(EN)
A keyword extracting device comprises high-frequency word extracting means (30) for extracting high-frequency words which are index words having great weights and containing the level of the frequency in a document group (E) consisting of documents (D) in the evaluation from the index words (w) contained in the document group (E), clustering means (50) clustering the high-frequency words according to the cooccurrence degree C based on the presence/absence of occurrence in units of one document with the index words (w) in the document group (E), score calculating means (70) for calculating the score key (w) of each index word (w) while highly estimating index words (w), out of the index words (w), which coocurs with the high-frequency word belonging to more clusters (g) and with the high-frequency words in more documents (D), and keyword extracting means (90) for extracting keywords according to the score. With this, keywords indicating the feature of a document group consisting of documents can be automatically extracted.
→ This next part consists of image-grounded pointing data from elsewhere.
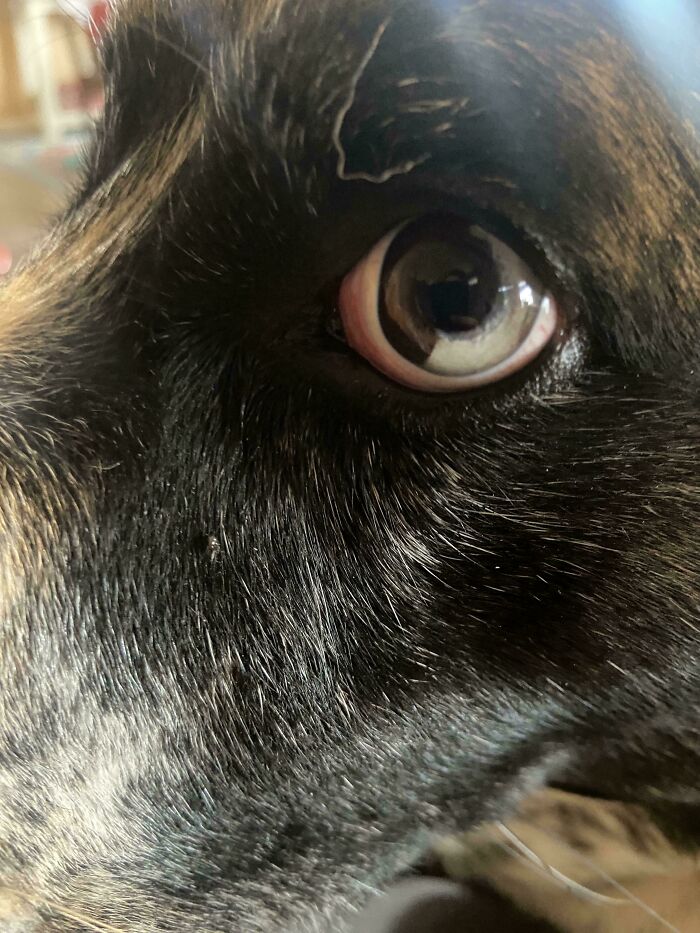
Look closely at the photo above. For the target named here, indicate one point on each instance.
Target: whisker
(628, 897)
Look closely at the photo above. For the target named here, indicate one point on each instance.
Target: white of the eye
(362, 286)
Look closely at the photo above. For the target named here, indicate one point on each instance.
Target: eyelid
(358, 303)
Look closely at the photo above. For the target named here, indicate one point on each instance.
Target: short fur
(270, 621)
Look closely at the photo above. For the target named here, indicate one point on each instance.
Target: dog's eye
(440, 305)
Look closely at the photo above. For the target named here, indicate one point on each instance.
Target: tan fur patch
(626, 876)
(83, 247)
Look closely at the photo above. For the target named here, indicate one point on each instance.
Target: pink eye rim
(360, 297)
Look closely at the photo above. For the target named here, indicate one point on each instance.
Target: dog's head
(349, 454)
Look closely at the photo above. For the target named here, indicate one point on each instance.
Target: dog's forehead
(582, 110)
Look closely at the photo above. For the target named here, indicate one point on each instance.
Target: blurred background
(49, 94)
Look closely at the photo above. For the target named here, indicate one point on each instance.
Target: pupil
(455, 304)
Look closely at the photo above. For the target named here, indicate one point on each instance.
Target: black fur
(270, 619)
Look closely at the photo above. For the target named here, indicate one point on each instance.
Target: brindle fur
(417, 610)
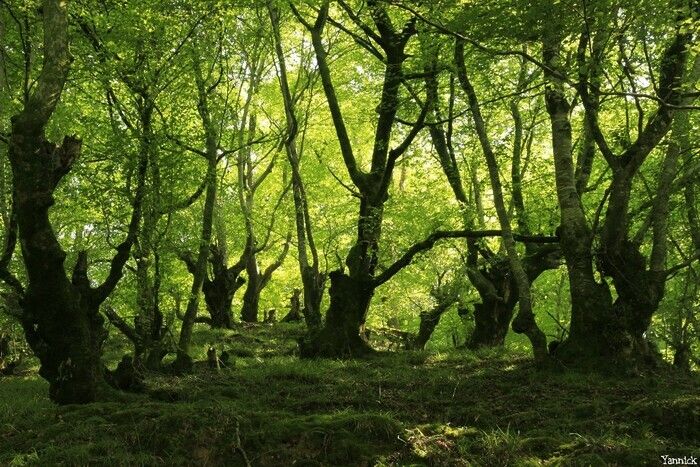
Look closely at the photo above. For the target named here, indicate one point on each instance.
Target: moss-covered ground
(406, 408)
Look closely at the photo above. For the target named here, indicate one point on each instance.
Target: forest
(349, 232)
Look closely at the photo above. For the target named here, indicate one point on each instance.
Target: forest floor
(405, 408)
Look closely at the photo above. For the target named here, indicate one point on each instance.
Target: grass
(408, 408)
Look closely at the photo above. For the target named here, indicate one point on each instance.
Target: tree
(60, 315)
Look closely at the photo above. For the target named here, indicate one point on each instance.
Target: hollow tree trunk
(220, 288)
(428, 322)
(ZH) 一种关键字抽取装置,具备:抽取把由多个文件(D)组成的文件群(E)中包含的索引词(w)中的在上述文件群(E)中的出现频度的高低程度包含在评价中的权重大的索引词即高频度词的高频度词抽取部(30);使上述高频度词基于以与在上述文件群(E)中的索引词(w)的各个的在文件单位中的同现的有无为基础的同现度(C)而成簇的成簇单元(50);对于各个索引词(w)算出对与上述索引词(w)中的属于较多的上述簇(g)的高频度词发生同现,且在较多的文件(D)中与上述高频度词发生同现的东西较高地进行评价所得的得分key(w)的得分算出单元(70);以及基于上述得分来抽取关键字的关键字抽取部(90)。据此,就能自动抽取表示由多个文件组成的文件群的特征的关键字。